I really like having a Kindle for a portable multi-format document-transportation and reading device.  This Kindle Fire offers the ability to access these types of files on-the-go: Kindle (AZW), TXT, PDF, unprotected MOBI, PRC natively, Audible (Audible Enhanced (AA, AAX)), DOC, DOCX, JPEG, GIF, PNG, BMP, non-DRM AAC, MP3, MIDI, OGG, WAV, MP4, VP8. This should suffice for most any needs... everything from text to Adobe Acrobat document to Microsoft Word documents... and most common picture-formats... and most common audio/video formats.  Sounds like an all-purpose portable device (for those of us that do NOT want a mobile phone for this type of thing).

I am contemplating some sort of promotional event (for our Kindle-based gluten-free recipes book) to coincide with the November launch of the Kindle Fire. But, I am not exactly sure how I can best promote the eBook... I will think something up.  Electronic books are apparently the "future", and the last of our printed recipes books are quickly being depleted (only have a couple hundred left: and that's it, forever... it will soon be a collector's item).

So, in the not to distant future, the Kindle-version is going to be the only version of our Gluten-Free Desserts book.
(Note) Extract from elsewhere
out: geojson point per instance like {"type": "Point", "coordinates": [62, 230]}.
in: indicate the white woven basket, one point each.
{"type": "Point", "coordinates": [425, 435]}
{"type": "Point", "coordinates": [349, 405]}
Although the gluten-free recipes are the same in the "E" version, I have always preferred having a hard-copy (print-edition) cookbook nearby in the kitchen — mainly because I have this habit of getting flours and other baking ingredients all over the place, including on my recipes book.  The Kindle "Fire" claims to have an extra-durable display that is resistant to accidental bumps and scrapes, but the Kindle doesn't claim to be waterproof or otherwise resistant to my inevitable kitchen abuse while I bake.